B2B payment data from 2025 shows the real-world impact: 26% of business decision-makers have stopped working with a buyer or supplier due to payment delays. Over half of manufacturing suppliers report late payments averaging nearly two months. Only 17% of suppliers extend terms beyond 60 days — up from 7%, but still a small minority. The market is rejecting the practice faster than procurement teams are adopting it.

Regulatory pressure is also building. The UK government's position is that "all payments beyond 60 days represent bad practice." European regulatory frameworks increasingly treat terms beyond 60 days as presumptively unfair, requiring express agreement and prohibiting terms that are "grossly unfair" to suppliers. The DPO lever is not just economically self-limiting — it may soon be legally constrained.


What this means in practice

Treat DPO as one of three working capital levers, not the only one. The cash conversion cycle is DSO + DIO - DPO. When DPO improvements "mask" deteriorating DSO and DIO, the cash conversion cycle looks better while the underlying operations worsen. Audit all three together.

Segment payment terms by supplier profile. Strategic suppliers, small suppliers, and suppliers with limited access to capital should be kept at 30-45 day terms or offered early payment in exchange for discounts. BCG's recommendation to exclude at-risk, small, and diverse suppliers from generic term extensions is the minimum viable segmentation.

Model the total cost of payment terms, not just the liquidity gain.
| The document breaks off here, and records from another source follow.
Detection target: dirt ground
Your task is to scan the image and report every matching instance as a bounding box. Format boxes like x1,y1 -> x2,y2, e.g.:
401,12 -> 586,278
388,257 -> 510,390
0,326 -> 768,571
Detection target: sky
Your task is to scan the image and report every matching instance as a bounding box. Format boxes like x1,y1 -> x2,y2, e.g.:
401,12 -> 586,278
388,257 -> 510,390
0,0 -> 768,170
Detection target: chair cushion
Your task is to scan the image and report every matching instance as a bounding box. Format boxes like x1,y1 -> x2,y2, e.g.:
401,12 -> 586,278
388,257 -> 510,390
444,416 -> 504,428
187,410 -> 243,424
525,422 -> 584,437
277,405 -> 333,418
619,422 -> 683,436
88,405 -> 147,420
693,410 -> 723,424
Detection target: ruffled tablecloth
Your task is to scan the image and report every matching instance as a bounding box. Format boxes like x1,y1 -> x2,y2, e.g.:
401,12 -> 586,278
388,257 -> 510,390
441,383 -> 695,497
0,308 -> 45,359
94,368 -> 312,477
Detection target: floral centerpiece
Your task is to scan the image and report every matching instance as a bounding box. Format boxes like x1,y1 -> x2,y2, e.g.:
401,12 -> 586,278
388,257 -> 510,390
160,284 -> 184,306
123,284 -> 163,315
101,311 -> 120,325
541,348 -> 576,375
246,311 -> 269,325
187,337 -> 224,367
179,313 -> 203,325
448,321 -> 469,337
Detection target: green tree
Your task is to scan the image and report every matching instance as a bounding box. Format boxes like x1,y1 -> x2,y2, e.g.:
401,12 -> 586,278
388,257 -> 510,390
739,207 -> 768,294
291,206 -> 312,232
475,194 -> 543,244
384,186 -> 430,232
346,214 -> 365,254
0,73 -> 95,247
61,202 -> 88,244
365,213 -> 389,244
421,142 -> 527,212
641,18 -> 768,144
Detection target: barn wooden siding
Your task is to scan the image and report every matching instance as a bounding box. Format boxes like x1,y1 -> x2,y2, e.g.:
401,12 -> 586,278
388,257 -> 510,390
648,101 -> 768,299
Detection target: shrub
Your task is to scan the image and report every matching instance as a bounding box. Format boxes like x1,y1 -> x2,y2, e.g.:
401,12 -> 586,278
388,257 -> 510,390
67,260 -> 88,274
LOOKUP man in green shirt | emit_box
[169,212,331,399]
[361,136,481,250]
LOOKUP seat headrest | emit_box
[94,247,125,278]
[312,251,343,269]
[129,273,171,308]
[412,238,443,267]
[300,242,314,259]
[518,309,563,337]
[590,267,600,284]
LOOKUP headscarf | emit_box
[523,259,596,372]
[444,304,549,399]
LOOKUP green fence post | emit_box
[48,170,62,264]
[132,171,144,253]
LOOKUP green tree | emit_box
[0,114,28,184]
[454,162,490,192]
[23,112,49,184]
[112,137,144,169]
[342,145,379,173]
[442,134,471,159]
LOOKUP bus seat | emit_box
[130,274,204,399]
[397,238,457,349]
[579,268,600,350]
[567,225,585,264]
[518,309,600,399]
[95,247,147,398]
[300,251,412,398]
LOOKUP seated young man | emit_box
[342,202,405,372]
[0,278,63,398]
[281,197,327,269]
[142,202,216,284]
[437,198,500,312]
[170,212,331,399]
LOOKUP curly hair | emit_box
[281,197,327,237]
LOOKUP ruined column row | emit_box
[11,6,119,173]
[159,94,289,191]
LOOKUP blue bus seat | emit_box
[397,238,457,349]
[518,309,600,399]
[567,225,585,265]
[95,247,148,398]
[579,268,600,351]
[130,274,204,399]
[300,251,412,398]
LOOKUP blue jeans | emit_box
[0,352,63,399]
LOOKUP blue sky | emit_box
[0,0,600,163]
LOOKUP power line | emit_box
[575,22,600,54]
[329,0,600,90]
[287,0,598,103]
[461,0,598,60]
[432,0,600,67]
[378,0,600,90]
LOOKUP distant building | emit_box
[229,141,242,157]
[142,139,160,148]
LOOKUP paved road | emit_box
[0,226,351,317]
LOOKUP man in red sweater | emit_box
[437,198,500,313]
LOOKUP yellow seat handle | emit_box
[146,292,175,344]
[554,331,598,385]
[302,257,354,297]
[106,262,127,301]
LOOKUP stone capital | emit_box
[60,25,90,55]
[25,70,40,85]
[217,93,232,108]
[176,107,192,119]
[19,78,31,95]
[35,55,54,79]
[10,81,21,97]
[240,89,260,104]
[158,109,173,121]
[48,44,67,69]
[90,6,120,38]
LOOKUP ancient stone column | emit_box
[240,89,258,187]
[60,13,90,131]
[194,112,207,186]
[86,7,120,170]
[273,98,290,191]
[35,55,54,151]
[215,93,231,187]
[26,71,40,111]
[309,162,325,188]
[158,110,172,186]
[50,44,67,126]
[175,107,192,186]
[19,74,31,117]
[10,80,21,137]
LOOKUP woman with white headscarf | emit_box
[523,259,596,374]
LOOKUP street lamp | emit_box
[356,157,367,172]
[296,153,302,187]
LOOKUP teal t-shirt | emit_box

A move from 30 to 45 days on €500 million in spend frees approximately €20.5 million in liquidity. But that number must be weighed against lost early-payment discounts (typically 2%), supplier price increases (estimated 1-3% on next contract), and supply continuity risk. In most cases beyond 60 days, the hidden costs exceed the nominal benefit.

Does SCF make payment-term extensions safe for suppliers?

SCF reduces the damage but does not eliminate it. When reverse factoring costs 40-60% more than traditional credit for suppliers, the cost-of-capital arbitrage breaks. SCF works best when the buyer genuinely has a lower cost of capital and shares that advantage — not when it is used to justify pushing terms from 60 to 90 days.

What is the right DPO target?

There is no single number. The Hackett Group data shows an effective ceiling in the mid-50s to low-60s for most sectors. Beyond that, supplier leverage, inflation, and risk force a reversal. Segment by supplier: strategic suppliers at 30-45 days, commodity suppliers can extend further if they have access to SCF at the buyer's cost of capital.

How do you convince finance that shorter payment terms are better?

Run the total-cost model: liquidity gain from terms extension minus lost discounts, supplier price increases, and estimated supply disruption cost. Most CFOs will accept shorter terms when the math shows the extension is destroying more value than it creates. The academic evidence — zero-sum or negative-sum — is on your side.